Source: Khandker (2009). Note: Boro = March-May, Aus = June-August, Monga = September-November, Aman = December-February. 

Seasonal hunger’s relationship to seasonal income is at least as strong as its relationship to year-round income.  Seasonal hunger results in from marked seasonality in agricultural income, combined with the inability of poor households to smooth consumption (e.g., through savings, borrowing, or food storage).  Among the most proximate causes of seasonal hunger is the seasonal loss of employment for landless wage workers, resulting from overdependence on the agricultural sector and a general lack of employment diversification in rural areas.  While seasonal food-price inflation may worsen the severity of monga, it is not a necessary correlate, as evidenced by most famines.  This may help to explain why monga remains unnoticed, given that public outcry is usually in response to abnormal food price hikes. 

A variety of recent initiatives undertaken to combat monga in Rangpur includes introducing new crop technology, public works and other safety nets, facilitating out-migration (Chowdhury and others, 2009), asset transfer (e.g., livestock), and specially-designed microcredit programs in addition to regular ones (Khandker, Khalily and Samad, 2010).  These measures are found to alleviate seasonal hunger to varying degrees.  Their collective impact appears greater than separately estimated ones, suggesting their beneficial synergies and complementarities.


References

Khandker, Shahidur R. and Wahiduddin Mahmud. 2012. Seasonal Hunger and Public Policies: A Case Study of Bangladesh, the World Bank, Washington, DC (forthcoming).

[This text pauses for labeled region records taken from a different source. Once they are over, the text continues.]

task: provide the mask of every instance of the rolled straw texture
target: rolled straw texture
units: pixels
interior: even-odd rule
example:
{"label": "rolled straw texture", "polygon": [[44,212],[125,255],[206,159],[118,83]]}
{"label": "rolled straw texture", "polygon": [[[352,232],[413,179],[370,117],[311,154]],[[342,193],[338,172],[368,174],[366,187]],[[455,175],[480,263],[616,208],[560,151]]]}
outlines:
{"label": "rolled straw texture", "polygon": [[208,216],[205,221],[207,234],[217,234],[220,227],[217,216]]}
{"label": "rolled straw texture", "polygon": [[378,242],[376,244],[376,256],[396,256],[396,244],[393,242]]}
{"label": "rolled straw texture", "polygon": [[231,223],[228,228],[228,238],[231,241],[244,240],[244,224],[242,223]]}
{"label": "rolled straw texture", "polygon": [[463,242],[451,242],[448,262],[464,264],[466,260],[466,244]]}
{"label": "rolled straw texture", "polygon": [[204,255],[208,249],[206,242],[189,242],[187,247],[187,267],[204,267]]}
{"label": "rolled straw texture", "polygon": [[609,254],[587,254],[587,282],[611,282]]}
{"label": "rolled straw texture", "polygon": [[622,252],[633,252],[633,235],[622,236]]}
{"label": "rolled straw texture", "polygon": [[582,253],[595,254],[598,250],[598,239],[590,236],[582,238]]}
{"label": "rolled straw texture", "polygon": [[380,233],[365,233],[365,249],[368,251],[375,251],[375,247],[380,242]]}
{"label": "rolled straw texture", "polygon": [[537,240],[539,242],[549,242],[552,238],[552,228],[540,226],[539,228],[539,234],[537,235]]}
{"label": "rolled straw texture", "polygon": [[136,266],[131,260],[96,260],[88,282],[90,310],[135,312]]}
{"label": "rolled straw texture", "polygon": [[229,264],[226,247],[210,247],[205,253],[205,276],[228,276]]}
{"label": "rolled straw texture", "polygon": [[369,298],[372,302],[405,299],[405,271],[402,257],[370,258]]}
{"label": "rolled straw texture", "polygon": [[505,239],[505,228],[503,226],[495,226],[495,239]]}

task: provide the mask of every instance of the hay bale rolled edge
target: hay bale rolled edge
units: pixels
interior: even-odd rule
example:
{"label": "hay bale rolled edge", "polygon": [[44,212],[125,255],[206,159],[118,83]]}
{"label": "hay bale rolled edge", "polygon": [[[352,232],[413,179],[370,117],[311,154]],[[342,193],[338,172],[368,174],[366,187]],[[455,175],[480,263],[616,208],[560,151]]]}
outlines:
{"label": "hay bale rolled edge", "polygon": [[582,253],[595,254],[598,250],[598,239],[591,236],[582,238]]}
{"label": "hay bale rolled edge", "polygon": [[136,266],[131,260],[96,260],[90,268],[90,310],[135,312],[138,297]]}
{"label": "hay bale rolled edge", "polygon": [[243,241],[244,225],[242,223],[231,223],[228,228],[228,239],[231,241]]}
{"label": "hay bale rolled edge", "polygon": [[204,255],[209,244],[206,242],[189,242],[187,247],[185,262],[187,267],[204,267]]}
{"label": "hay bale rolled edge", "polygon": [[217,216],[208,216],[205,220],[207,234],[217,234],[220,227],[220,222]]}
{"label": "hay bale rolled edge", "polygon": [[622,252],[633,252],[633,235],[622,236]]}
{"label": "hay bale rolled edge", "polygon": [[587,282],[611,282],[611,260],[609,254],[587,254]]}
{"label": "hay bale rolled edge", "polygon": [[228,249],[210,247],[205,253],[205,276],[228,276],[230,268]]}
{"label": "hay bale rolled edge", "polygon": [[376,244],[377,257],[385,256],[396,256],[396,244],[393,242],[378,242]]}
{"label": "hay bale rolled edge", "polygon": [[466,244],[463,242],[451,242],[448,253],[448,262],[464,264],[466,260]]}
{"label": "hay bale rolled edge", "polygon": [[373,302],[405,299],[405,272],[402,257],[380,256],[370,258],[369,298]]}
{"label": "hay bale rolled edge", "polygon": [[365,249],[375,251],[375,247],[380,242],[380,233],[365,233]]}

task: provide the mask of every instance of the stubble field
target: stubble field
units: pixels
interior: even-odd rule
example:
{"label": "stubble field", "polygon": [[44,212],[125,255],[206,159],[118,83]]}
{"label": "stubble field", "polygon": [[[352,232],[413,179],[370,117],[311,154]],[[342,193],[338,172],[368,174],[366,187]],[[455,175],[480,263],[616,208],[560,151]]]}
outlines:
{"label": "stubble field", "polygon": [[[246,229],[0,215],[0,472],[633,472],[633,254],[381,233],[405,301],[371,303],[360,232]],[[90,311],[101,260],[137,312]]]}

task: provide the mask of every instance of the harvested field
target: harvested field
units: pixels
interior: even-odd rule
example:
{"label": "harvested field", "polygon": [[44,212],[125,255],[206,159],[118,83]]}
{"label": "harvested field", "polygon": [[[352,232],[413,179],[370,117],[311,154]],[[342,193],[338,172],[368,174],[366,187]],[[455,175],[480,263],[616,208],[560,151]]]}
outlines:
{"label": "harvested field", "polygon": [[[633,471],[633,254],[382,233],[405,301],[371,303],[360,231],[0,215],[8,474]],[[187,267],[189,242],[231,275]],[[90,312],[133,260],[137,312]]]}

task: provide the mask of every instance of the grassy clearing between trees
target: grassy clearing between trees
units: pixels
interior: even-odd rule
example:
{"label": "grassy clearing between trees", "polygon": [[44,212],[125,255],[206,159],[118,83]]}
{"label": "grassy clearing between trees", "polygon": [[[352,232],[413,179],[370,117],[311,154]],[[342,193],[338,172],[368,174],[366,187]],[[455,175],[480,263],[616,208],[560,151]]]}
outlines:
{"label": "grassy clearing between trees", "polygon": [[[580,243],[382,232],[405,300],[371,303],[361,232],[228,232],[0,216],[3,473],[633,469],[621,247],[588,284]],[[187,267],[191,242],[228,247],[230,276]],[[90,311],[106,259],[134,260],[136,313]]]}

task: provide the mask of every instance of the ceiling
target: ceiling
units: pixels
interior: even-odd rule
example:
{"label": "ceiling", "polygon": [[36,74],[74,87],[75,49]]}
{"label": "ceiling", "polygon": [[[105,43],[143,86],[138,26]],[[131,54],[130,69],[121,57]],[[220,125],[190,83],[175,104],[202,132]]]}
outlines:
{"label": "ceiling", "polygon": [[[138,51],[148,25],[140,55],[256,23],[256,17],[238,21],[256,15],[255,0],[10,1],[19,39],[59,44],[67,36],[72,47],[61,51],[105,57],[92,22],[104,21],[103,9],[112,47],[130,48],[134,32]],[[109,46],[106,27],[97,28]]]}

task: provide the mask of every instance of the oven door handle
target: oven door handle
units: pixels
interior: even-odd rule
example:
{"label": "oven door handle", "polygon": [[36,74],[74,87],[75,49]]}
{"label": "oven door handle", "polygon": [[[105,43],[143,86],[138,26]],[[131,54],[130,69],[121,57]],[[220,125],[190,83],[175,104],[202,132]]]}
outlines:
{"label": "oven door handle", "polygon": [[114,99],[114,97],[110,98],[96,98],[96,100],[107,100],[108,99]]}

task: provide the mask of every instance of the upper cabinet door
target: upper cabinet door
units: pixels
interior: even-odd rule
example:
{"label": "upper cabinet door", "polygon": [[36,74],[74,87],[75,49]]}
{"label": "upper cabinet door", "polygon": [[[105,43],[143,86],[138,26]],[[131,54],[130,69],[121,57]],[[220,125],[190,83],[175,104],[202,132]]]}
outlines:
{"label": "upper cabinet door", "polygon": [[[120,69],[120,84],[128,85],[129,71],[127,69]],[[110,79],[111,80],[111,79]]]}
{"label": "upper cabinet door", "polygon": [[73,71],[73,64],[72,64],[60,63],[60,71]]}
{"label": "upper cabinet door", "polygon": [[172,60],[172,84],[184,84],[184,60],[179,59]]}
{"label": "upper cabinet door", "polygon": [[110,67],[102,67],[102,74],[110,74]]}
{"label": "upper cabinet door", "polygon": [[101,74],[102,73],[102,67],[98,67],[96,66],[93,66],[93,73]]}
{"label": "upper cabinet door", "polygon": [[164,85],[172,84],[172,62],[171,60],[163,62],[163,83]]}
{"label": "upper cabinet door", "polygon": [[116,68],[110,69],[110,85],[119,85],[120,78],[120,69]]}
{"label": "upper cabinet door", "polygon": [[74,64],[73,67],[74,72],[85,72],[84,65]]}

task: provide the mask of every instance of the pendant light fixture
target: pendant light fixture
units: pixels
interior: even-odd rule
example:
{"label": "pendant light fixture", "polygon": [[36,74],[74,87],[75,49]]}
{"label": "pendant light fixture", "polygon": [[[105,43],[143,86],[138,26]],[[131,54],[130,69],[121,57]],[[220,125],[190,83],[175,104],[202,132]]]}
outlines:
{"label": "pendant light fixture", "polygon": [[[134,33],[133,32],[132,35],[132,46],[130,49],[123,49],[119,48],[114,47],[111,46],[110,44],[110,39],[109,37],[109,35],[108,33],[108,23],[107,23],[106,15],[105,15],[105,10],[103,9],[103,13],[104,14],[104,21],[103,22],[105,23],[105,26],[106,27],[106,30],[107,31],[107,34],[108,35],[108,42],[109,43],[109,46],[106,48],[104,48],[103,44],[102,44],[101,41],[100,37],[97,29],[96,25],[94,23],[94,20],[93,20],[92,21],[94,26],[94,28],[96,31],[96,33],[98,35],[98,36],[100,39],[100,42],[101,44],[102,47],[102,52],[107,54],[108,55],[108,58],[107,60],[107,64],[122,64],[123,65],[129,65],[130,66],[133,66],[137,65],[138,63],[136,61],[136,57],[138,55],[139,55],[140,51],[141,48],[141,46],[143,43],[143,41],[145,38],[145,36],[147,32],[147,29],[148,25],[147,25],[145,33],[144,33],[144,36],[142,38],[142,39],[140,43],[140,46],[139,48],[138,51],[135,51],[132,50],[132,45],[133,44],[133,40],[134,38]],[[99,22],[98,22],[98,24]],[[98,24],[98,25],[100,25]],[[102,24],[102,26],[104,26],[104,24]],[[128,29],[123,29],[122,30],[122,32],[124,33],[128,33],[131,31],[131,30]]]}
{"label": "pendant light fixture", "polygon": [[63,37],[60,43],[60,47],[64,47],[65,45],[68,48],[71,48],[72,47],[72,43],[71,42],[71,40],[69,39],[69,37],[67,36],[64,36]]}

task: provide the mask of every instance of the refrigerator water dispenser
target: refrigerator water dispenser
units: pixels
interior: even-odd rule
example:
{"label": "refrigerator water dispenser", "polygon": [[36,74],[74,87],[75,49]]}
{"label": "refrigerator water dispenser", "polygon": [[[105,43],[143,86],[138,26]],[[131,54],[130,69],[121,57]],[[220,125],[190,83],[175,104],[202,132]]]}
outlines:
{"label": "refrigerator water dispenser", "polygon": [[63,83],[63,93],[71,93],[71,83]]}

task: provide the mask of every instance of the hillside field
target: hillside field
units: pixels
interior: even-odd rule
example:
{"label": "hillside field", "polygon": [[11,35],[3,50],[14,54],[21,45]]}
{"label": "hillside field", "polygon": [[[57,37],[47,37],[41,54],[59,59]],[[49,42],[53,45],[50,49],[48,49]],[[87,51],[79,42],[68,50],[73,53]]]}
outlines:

Khandker, Shahidur R., and Wahiduddin Mahmud. 2011 “Mitigating Seasonal Hunger: Evidence from  Northwest Bangladesh,” Policy Note, Institute of Microfinance, Dhaka, Bangladesh.

 

Comments

Many thanks to Shahid for this timely and well-documented reminder. Seasonal hunger still exists in large parts of the world--it is still the norm for example in many parts of semi-arid Africa. It used to be the norm in much of East Asia as well. When announcing a generous $50 million pledge to the Global Agriculture and Food Security Program 18 months ago, the Korean Minister of Finance touchingly recalled his boyhood where having to make do with much less daily food at a certain time of the year was a dreaded certainty. The truth is, many people who remember the major famines of the 1960s and 1970s grew complacent in the three decades since then, when real food prices in most of the world were on a fairly steady downwards trend. Many more never knew those times. Yet the reasons for coninued complaceny are over (see the April 2011 Development Committee paper on food price volatility for details), and the fixes applied in the late 1970s look increasingly out of reach. The very sad truth is that we can expect to see a lot more seasonal hunger going forward.